Source: U.S. Census Bureau’s 1-year American Community Surveys
While some New Jerseyans still have not fully recovered financially from the recession, the state remains home to some of the wealthiest counties in the nation.
Data from the U.S. Census Bureau also shows that five New Jersey counties — Hunterdon, Somerset, Morris, Bergen, and Monmouth — have some of the largest concentrations of wealth in the United States, as defined by the percentage of households with an income of $200,000 or more. Four of five New Jersey counties also are among the ranks of those with the highest median household income.
Surprisingly, those two measures of wealth do not always overlap, at least not in New Jersey.
For instance, Sussex County made it into the ranks of the 25 wealthiest, at number 24, when measured by median household income. But it ranks 54th in the percentage of wealthy households.
Then again, Hunterdon and Somerset counties rank in the top 10 in both measures. With a median household income of just under $100,000, Hunterdon was the fourth-wealthiest county in the nation in 2011. The top three are all Virginia suburbs of Washington, D.C.: Loudon, Fairfax and Arlington counties. Those counties also were the three with the largest proportion of households having $200,000 or more in annual income. Hunterdon, where 16.5 percent of nearly 47,000 households were that wealthy, ranked fifth.

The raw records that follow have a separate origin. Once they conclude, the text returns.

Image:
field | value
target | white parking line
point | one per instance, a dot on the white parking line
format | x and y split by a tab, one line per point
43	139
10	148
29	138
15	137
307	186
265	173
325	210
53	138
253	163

Earlier this month, the Census Bureau released a report on the geographic concentration of high-income households. By its measure, the top 5 percent of households in the country pulled in at least $191,469 per year between 2006 and 2011. The analysis found that, “like the general population, most high-income households live in high-population counties, especially along the coasts.” Further, it showed the greatest concentrations of wealth along the coasts and particularly in the Northeast, from southern Maine through northern Virginia, in Florida, and in California. Similarly, the greatest concentration of counties with the smallest proportion of wealthy households was in the Midwest.
While all New Jersey counties have higher-than-average concentrations of wealth, the latest census data shows that many have not fully recovered from the effects of the recession, which technically stretched from December 2007 through June 2009. The inflation-adjusted median household income in 11 counties was lower in 2011 than at the start of the recession five years earlier. Atlantic County saw the biggest drop, of nearly 9 percent, to just under $51,000. Median income is around 4 percent lower than peak 2008 levels of more than $100,000 in both Hunterdon and Somerset counties.
Hudson County, however, saw its median income rise nearly 10 percent since 2007, to almost $57,000 in 2011.
The map shows the concentration of the wealthiest households by county for 2011. Median income data is available, as well, by clicking on a county.
Census officials also released income estimates by town late last year. In order to provide the most accurate data for the smallest municipalities, the census provides estimates averaged over five years. The median household income by town for 2011, which is an average of information collected between 2007 and 2011, has also been mapped.